Nació en 1894 en Zdunska Wola, en Polonia central. Morirá en Auschwitz, el campo de concentración nazi. Fue el preso número 16.670, canjeado por el preso número 5.659. Le inyectaron una dosis letal —dicen que de ácido muriático— el 14 de agosto de 1941.
Es una de las incontables víctimas de la crueldad del siglo XX; ese siglo en el que ha imperado en tantas y tan lastimosas ocasiones la «cultura de la muerte» a pesar de estar tan prendado de sí mismo.
No es oro todo lo que reluce en la centuria que pone final al segundo milenio, no. Posiblemente los que hemos tenido la suerte de nacer y vivir en ella tan ufanos, tan engreídos con los avances que aportan las comunicaciones y la ciencia, embelesados con el comienzo de la conquista del espacio y con la medicina que pone remiendos para retrasar lo inevitable con los trasplantes de órganos… pienso yo que nosotros, los que cada día despertamos con el anuncio de una nueva tecnología punta que va a hacer más agradable la vida, a lo mejor tengamos motivos de vergüenza y de horror al recordar las terribles plagas de genocidios —tan grandes como no conoció otros la historia— de los que hemos sido testigos y, algunos, más que espectadores, culpables. Porque, se me ocurre pensar, no solo es intolerable violencia contra la humanidad lo ocurrido en los campos de concentración de aquellos nazis, también lo son los exterminios en la región de los Grandes Lagos africanos, las limpiezas étnicas de Kosovo y los casi infinitos abortos de las asépticas clínicas de los países ricos. Y la lista de casos se haría interminable…
Maximiliano María Kolbe, como buen polaco, recorre el camino a Czestochowa cada año, en peregrinación costosa y emotiva, para rezar a la virgen negra de Jasna Gora, Patrona de Polonia. Ese amor a la Virgen fue madurando de modo armónico con su crecimiento. Ingresó en los franciscanos en Lwow. Fue estudiante en Cracovia y luego en Roma; también allí se ordenó de sacerdote en 1918. Vuelto a Polonia, funda la Milicia de la Inmaculada, que tiene como instrumento difusor el periódico El Caballero de la Inmaculada, y llega a construir el complejo apostólico de Niepokalanow, cercano a Varsovia. Es, por años, misionero en Japón.
La Gestapo lo detiene en 1939 por ser molesta su actividad a los ocupantes alemanes, pero no es esta la detención definitiva. Pasarán dos años antes de ser deportado definitivamente al Campo de la Muerte o, como lo ha llamado el papa Juan Pablo II, «el gran Gólgota del mundo contemporáneo», a unos sesenta kilómetros de Cracovia.

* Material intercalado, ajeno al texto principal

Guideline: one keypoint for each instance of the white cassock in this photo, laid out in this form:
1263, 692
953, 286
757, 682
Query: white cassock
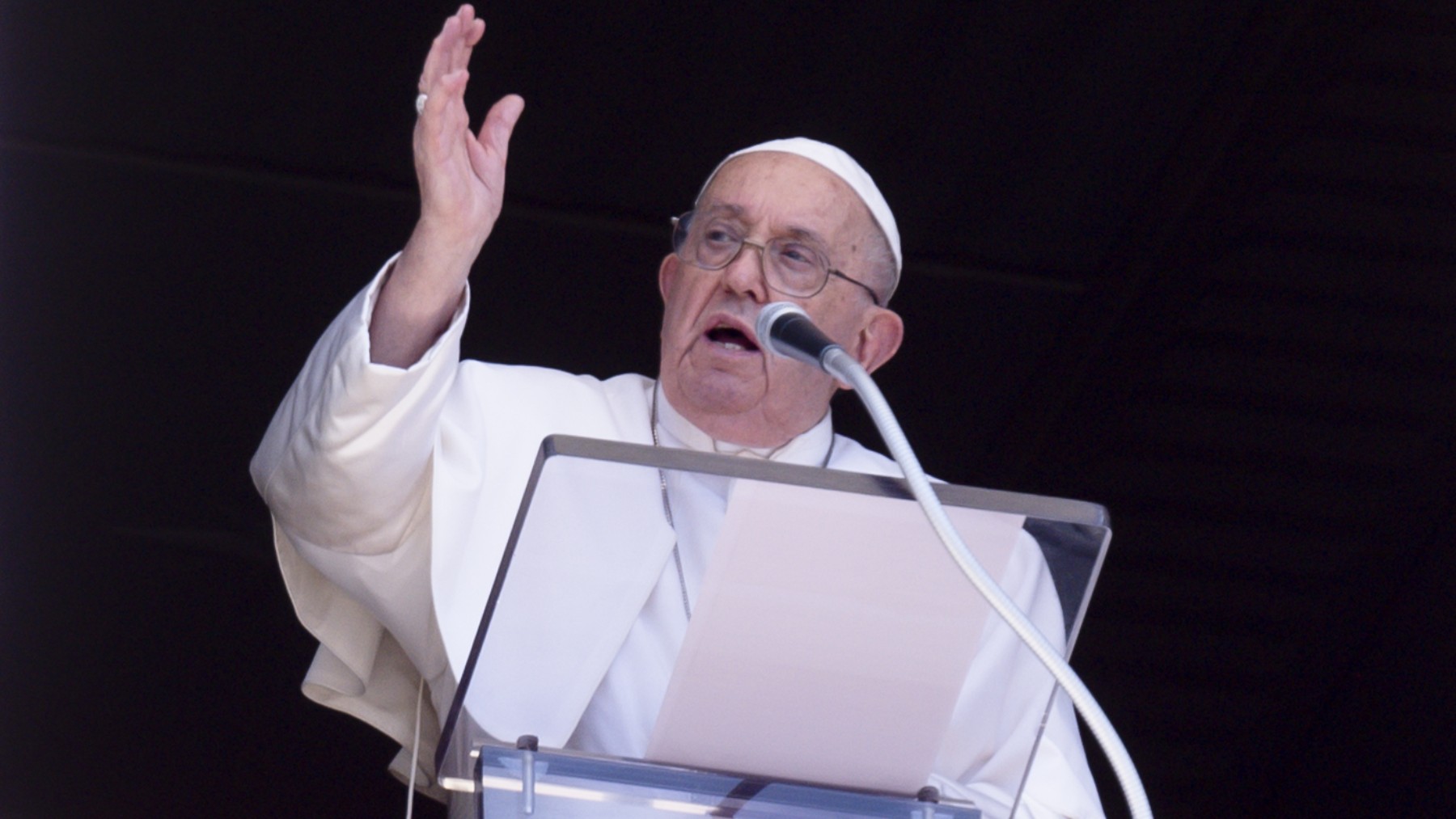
393, 493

Hubo allí una fuga en los días últimos de junio del 1941 y las autoridades del campo decidieron una represalia. Eligen a unos cuantos para que mueran de hambre. Uno de los designados al azar por Fritsch, el jefe de campo, para morir en el «bunker del hambre» es el sargento polaco Fransciszek Gajowniczel, pero el nombre era lo de menos, solo era el preso número 5.659; en realidad, era padre de familia que dejaba mujer e hijos. «Me ofrezco para morir a cambio de ese padre de familia. Soy sacerdote católico». Había llegado para el P. Kolbe el momento de pasar de las palabras a las obras, dando la vida por el prójimo; para Fritsch era igual un número que otro.
Todos van muriendo por inanición. El consuelo y la ayuda espiritual a los moribundos fue llegando a través del padre franciscano. Tres semanas de hambre han sido suficientes. Como queda todavía medio vivo el padre Kolbe, apoyado en la pared y musitando oraciones, pero al molestar su presencia, el enfermero —o lo que fuera— le inyectó para acelerar la muerte. Era víspera de la Asunción.
Pablo VI beatificó a Kolbe en 1971, estando presente, como testigo de excepción, el sargento Franciszek Gajowniczel, y Juan Pablo II lo canonizó el 10 de octubre del año 1982.
El amor a la Inmaculada, eso que a tantos hoy les evoca recuerdos de algo trasnochado e inútil, eso que suena a tantos a música celestial, que es lo mismo que decir como consuelo anacrónico para pusilánimes, torpes e inadaptados a las exigencias de la vida contemporánea, ese amor a la Virgen, hizo posible que un franciscano, el Loco de la Inmaculada, diera su vida por entero en salvación de un hermano necesitado cuando la historia se convertía en calamidad, en desgracia.
El tono oscuro de los males del siglo que sugería al principio, se alumbra con los genios que de la misma humanidad han ido saliendo al arrullo y fuerza de la Gracia. ¿Por qué será que unos destripan la vida y otros la favorecen, apadrinándola hasta el fin? ¿Por qué?